WoW power did mine at one of the motorhome shows very happy with it ( 2.8 JTD )



Paul


----------



## blackbirdbiker

Here's the can of worms.................
In a previous thread the same question was asked, my 2.8jtd ended up with very poor fuel consumption so I had the original mapping re-installed. 8O 

Keith


----------



## Mrplodd

I have a 3 litre (4 tonne MH) thats been re-mapped by WOW tuning(by previous owner) power (BHP) and torque are up by 27% !!! 

Thats nearly 200BHP on tap now. I dont need to change gear very much, evem with Smart cra and trailer behind. I have not done enough miles to give an accurate MPG figure but its looking like about 26 ish (without trailer) .

I would not pay for any re-map as the cost (in my opinion) does not make economic sense. You MAY get better MPG but human nature being what it is if you have got more grunt under the bonnet you are going to use it. Even if you do get better mpg its going to take a LOT of miles to save nearly 300 quid :wink:


----------



## BwB

And... Make sure your clutch is in good order. I forget the number of times I've read people complaining about clutch slip after having more BHP mapped in. If you're towing too that could be doubly important.


----------



## Geofers

I have a device from www.energytuning.co.uk which you can turn on or off with various settings i.e. more BHP, more torque or economy.
I just switch it on (turn the wick up ) when towing our Panda.The van is a 2.2 100bhp Fiat , and copes well towing.


----------



## Mrplodd

BwB

A very good point !!! 

My last MH was a 2.2 that had been re-mapped and I did experience clutch slip once !!! That was when I was at low road speed in a high gear and couldnt be ****ed to change down so just floored it to climb a gradient, the engine torque overcame the clutch and it slipped momentarily :? 

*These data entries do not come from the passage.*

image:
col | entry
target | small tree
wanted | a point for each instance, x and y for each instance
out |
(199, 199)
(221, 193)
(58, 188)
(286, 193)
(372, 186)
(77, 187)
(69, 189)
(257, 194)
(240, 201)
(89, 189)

From that point on I ALWAYS changed down in plenty of time and kept the revs around the 1750-2000 mark, never had clutch slip after that.


----------



## Johnwr

*Performax Remapping*

Hi Chris

Just had my van remapped by Paul Archer of the above company very professional excellent service and a great difference in the driving performance. The company web site is www.customremapping.co.uk tel 07521072984.

Regards
Johnwr


----------



## roxie

I fitted a c.r tech tuning box about 80 pounds of fle bay.


----------



## Markt500

Had the Hymer (2.8 JTD)done a couple of months ago through Quantum Tuning. Really pleased with the results - noticeably more torque and no loss off mpg (and no clutch slip). Would recommend...


----------